The event scheduler must be modified if the new event sends a completion.

(XXX which are...).

List of supported events.

event-sched (as simulator agent):

TBDB_EVENTTYPE_MODIFY::

Performs an experiment modify by invoking the XMLRPC interface. When invoked with mode=stabilize, it uses feedback data to remap virtual nodes (this is currently the only mode supported). Generates a completion event.

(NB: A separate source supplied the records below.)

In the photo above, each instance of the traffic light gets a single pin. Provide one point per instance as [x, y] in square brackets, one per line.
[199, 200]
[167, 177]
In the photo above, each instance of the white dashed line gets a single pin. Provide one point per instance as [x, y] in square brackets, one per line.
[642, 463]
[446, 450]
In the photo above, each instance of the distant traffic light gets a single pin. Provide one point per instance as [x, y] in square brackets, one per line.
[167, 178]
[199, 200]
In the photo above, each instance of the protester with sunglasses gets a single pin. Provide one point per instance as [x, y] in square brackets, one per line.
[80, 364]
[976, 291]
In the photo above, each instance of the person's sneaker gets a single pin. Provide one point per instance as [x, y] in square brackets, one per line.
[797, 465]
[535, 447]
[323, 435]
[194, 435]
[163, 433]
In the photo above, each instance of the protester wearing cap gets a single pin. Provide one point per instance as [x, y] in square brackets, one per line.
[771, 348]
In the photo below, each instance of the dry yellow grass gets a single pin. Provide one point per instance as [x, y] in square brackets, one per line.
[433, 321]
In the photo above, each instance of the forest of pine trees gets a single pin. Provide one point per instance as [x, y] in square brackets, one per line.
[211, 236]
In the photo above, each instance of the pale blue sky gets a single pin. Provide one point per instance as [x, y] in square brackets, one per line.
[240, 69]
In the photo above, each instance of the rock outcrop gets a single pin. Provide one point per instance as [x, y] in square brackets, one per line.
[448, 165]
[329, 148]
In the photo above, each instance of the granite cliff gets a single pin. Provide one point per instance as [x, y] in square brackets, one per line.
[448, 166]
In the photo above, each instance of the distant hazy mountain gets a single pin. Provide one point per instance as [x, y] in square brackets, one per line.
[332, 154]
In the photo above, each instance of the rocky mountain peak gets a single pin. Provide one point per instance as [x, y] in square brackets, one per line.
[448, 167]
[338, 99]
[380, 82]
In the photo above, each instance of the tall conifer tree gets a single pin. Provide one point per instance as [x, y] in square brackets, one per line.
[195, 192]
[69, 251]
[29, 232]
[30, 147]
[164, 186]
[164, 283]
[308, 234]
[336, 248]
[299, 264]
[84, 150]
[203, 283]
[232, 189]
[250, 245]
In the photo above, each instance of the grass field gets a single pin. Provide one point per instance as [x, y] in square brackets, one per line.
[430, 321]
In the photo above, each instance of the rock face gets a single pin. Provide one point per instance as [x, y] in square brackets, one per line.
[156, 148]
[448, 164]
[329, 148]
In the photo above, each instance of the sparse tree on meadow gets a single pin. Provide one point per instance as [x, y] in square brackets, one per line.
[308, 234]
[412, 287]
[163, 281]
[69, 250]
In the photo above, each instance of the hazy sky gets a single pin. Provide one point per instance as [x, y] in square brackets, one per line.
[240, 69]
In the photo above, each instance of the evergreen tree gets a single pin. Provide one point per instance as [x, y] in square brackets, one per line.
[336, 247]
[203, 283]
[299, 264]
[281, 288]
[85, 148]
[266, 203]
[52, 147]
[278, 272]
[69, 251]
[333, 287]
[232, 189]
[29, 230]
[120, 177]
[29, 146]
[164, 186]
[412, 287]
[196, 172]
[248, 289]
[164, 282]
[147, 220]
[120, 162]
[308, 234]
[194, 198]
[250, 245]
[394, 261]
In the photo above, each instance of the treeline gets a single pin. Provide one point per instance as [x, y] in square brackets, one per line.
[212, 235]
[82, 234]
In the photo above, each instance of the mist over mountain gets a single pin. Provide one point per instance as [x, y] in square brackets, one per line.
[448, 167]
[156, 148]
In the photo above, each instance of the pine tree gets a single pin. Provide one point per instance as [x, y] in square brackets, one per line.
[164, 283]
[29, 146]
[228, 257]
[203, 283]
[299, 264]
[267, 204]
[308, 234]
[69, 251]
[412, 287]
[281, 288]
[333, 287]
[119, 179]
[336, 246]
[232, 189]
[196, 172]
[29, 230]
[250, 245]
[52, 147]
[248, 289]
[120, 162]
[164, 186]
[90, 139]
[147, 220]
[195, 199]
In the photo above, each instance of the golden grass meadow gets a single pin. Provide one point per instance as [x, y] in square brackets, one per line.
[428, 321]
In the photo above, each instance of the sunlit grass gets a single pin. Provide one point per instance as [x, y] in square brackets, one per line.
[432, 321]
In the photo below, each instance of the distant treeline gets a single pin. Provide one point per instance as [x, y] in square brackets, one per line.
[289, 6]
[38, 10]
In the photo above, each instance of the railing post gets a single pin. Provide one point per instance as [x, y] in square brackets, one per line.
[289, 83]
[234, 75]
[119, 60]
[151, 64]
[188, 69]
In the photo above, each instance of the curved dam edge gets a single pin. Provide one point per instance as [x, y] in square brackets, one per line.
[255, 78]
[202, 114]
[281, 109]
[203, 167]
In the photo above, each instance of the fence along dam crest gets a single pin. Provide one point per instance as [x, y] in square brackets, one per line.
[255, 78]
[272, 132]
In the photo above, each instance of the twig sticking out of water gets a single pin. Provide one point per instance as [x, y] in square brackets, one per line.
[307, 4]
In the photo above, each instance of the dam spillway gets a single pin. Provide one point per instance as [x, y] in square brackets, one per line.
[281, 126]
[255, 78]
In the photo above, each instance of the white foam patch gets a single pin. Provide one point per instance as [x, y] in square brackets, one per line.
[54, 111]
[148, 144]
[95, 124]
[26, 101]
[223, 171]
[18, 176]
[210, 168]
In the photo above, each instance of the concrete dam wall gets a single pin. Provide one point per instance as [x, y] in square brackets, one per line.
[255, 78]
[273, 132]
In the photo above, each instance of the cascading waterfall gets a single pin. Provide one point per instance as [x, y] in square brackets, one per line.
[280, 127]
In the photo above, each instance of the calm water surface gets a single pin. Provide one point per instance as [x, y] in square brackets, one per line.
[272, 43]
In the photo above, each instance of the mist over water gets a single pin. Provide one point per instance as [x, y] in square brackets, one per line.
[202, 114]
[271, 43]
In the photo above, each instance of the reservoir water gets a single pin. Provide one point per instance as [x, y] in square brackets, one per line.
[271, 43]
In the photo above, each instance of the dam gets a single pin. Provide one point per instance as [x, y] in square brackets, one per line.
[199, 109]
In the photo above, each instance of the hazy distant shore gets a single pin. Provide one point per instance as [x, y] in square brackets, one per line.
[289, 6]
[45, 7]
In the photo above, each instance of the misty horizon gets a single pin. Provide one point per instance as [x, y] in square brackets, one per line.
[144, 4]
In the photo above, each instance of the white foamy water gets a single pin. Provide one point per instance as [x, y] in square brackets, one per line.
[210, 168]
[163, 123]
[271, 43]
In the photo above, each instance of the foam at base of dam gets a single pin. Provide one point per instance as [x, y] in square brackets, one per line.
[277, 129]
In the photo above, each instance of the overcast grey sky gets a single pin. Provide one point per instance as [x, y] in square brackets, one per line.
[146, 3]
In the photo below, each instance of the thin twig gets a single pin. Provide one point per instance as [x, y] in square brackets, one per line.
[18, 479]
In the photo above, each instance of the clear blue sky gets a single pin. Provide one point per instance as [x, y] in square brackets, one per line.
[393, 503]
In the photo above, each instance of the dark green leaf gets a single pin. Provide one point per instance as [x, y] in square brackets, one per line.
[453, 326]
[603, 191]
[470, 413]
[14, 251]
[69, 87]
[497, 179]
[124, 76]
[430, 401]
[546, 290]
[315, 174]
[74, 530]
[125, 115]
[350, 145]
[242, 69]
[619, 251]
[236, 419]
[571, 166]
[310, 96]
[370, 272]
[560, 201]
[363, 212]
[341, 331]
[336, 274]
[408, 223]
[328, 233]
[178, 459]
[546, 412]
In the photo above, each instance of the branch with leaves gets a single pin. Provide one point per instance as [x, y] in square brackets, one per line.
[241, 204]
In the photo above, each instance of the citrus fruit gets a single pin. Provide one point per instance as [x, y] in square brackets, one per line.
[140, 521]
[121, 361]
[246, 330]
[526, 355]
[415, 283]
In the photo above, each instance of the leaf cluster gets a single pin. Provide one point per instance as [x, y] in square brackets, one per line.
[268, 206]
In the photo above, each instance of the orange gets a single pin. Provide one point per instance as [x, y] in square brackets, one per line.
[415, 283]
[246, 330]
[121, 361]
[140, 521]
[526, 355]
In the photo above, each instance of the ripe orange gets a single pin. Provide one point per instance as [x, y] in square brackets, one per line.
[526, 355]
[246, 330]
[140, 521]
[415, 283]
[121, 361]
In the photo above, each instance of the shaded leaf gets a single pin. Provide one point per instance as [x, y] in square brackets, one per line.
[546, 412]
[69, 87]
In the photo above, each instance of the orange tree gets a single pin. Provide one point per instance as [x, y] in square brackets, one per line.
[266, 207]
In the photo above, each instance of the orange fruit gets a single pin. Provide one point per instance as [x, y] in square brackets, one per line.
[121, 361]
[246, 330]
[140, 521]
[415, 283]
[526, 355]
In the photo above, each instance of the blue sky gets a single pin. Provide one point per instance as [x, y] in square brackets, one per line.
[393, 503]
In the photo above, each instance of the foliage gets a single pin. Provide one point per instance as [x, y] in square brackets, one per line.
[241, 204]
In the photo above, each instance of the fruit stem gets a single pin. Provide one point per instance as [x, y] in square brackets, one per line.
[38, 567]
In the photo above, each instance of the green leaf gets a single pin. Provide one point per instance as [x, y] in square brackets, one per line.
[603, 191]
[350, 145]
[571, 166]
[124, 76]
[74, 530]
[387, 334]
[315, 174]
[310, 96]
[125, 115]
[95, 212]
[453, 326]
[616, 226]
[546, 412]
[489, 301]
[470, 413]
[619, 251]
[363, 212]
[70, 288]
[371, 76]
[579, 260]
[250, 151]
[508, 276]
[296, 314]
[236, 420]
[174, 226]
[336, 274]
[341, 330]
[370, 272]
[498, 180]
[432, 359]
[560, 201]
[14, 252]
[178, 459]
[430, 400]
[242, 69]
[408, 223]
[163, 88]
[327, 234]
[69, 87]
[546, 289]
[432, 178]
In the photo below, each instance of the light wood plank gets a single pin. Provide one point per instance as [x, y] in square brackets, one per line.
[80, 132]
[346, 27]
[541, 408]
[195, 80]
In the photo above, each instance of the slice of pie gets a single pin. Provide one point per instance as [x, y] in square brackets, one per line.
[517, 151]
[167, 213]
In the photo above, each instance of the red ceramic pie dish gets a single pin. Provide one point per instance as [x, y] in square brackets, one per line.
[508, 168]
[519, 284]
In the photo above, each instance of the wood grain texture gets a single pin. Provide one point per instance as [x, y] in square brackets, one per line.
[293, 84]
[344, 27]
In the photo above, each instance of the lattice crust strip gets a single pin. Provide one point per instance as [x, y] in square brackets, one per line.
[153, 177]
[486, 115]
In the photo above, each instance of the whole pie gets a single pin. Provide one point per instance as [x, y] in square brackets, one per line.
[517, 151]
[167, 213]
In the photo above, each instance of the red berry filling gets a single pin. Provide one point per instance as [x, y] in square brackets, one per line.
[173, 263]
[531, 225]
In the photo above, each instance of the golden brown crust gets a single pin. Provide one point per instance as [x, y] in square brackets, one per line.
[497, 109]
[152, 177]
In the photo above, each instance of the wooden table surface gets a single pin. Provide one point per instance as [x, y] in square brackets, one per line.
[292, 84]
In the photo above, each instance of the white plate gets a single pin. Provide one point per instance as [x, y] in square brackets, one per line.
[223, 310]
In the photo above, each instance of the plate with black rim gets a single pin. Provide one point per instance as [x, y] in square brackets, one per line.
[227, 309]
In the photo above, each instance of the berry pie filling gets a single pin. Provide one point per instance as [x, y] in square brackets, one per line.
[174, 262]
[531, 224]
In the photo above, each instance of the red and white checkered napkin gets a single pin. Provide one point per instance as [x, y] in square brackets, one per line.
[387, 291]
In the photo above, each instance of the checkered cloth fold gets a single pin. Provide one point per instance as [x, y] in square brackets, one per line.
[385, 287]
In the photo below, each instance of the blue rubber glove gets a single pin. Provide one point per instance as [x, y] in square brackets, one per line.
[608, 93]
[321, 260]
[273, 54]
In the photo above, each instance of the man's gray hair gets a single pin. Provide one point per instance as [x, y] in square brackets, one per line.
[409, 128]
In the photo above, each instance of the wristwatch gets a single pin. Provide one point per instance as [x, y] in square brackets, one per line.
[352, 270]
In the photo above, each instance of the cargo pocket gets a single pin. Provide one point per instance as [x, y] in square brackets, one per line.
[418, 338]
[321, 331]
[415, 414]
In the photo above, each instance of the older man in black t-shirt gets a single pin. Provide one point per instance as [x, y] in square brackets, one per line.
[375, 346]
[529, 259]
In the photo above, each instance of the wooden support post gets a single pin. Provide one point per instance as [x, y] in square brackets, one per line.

TBDB_EVENTTYPE_SWAPOUT, TBDB_EVENTTYPE_HALT::

Swapout or terminate the experiment.

TBDB_EVENTTYPE_DEBUG::

Prints debug message to event-sched log.

TBDB_EVENTTYPE_MESSAGE::

Prints a message to event-sched log and adds it (no timestamp) to the experiment report.

TBDB_EVENTTYPE_LOG::

Adds a timestamped message to the experiment log. Generates a completion event.

TBDB_EVENTTYPE_REPORT::

Creates a report based on logs from all nodes and mails it to the invoking user. Generates a completion event.

TBDB_EVENTTYPE_RESET::

Reset all node logs via loghole. Generates a completion event.

TBDB_EVENTTYPE_SNAPSHOT::

Take a snapshot of the current state of all node logs via loghole. Generates a completion event.

TBDB_EVENTTYPE_STOPRUN::

Stops a template run.

event-sched (as node agent):

TBDB_EVENTTYPE_REBOOT::

Reboot a set of experiment nodes.

TBDB_EVENTTYPE_RELOAD::

Reload the current, or load a new, disk image on set of nodes. Via the XMLRPC interface, causes the nodes to go through the Emulab disk loading process.

TBDB_EVENTTYPE_SNAPSHOT::

Take a snapshot of (i.e., create a custom images from) a set of nodes. Via XMLRPC, causes the nodes to go through the Emulab disk image creation process.

TBDB_EVENTTYPE_SETDEST, TBDB_EVENTTYPE_MODIFY::

Not sure what these are intended to do. Possibly not implemented?

pcapper (link monitoring agent):

TBDB_EVENTTYPE_START, TBDB_EVENTTYPE_STOP::

Start or stop tracing on a link.

TBDB_EVENTTYPE_KILL::

Terminate the link tracing agent.

TBDB_EVENTTYPE_RELOAD, TBDB_EVENTTYPE_SNAPSHOT::

Both the same at the moment: save off the current trace output file and start a new output file.